Hybrid vanadate silicon nanophotonic platform for extreme light management at telecom bands

We present a hybrid vanadate/silicon-photonics platform that integrates vanadate nanostructures with silicon-oninsulator (SOI) waveguides for high-performance functional passive building blocks at telecommunication wavelengths. Comprehensive numerical analysis is performed to study the mode hybridization in a hybrid waveguide structure that comprises a silicon ridge separated from a vanadate substrate. Studies on the impact of key geometric parameters reveal that the coupling between vanadate and photonic structures result in highly confined hybrid modes with extreme field confinement and significantly larger effective indices as compared to hybrid plasmon polarizations (HPPs) supported by noble-metal-based waveguiding systems. By leveraging the unique confinement and modal properties offered by vanadate material, we explore the feasibility of building ultra-compact waveguide attenuators and transverse-magnetic (TM)-pass polarizers based on proper combinations of vanadate and SOI configurations. Our studies indicate that a 5 mu m-long attenuator can simultaneously achieve over 30 dB absorption and a low optical return loss less than -27 dB for both transverse-electric (TE) and TM polarizations.
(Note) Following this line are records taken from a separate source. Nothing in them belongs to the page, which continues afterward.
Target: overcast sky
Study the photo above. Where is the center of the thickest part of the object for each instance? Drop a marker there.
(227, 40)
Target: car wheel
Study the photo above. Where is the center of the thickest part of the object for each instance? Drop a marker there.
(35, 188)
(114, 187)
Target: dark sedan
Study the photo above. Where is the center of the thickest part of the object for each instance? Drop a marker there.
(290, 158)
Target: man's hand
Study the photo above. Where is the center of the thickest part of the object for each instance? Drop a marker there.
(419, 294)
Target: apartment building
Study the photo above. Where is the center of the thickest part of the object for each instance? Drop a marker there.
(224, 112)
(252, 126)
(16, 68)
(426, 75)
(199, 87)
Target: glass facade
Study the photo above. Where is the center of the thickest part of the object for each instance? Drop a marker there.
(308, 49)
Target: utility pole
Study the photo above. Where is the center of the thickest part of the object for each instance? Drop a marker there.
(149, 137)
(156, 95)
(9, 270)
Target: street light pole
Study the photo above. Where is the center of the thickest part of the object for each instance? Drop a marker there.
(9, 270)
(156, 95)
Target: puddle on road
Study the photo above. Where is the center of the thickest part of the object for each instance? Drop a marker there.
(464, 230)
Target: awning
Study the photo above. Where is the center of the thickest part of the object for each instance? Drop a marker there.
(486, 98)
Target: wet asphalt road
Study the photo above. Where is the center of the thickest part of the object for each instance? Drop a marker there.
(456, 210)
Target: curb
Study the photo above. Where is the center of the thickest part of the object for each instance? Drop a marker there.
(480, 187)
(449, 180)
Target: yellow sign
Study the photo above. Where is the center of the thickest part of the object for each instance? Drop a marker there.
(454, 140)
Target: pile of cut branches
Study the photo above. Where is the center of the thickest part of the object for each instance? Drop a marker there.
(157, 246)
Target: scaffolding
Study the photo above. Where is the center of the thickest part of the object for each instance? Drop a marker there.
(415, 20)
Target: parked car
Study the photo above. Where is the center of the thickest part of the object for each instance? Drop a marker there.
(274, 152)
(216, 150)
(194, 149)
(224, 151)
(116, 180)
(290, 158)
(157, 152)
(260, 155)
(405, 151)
In addition, through proper management of the interactions between vanadate and silicon modes with different polarizations, we numerically demonstrate an ultra-compact (3 mu m) on-chip TM-pass polarizer featuring low insertion loss (similar to 3 dB), in conjunction with an extinction ratio exceeding 22 dB. The integration of vanadate materials with SOI platforms thereby offers the potential to bridge a gap in conventional silicon photonic systems and opens new avenues towards scalable functional integrated silicon photonic devices at telecom bands.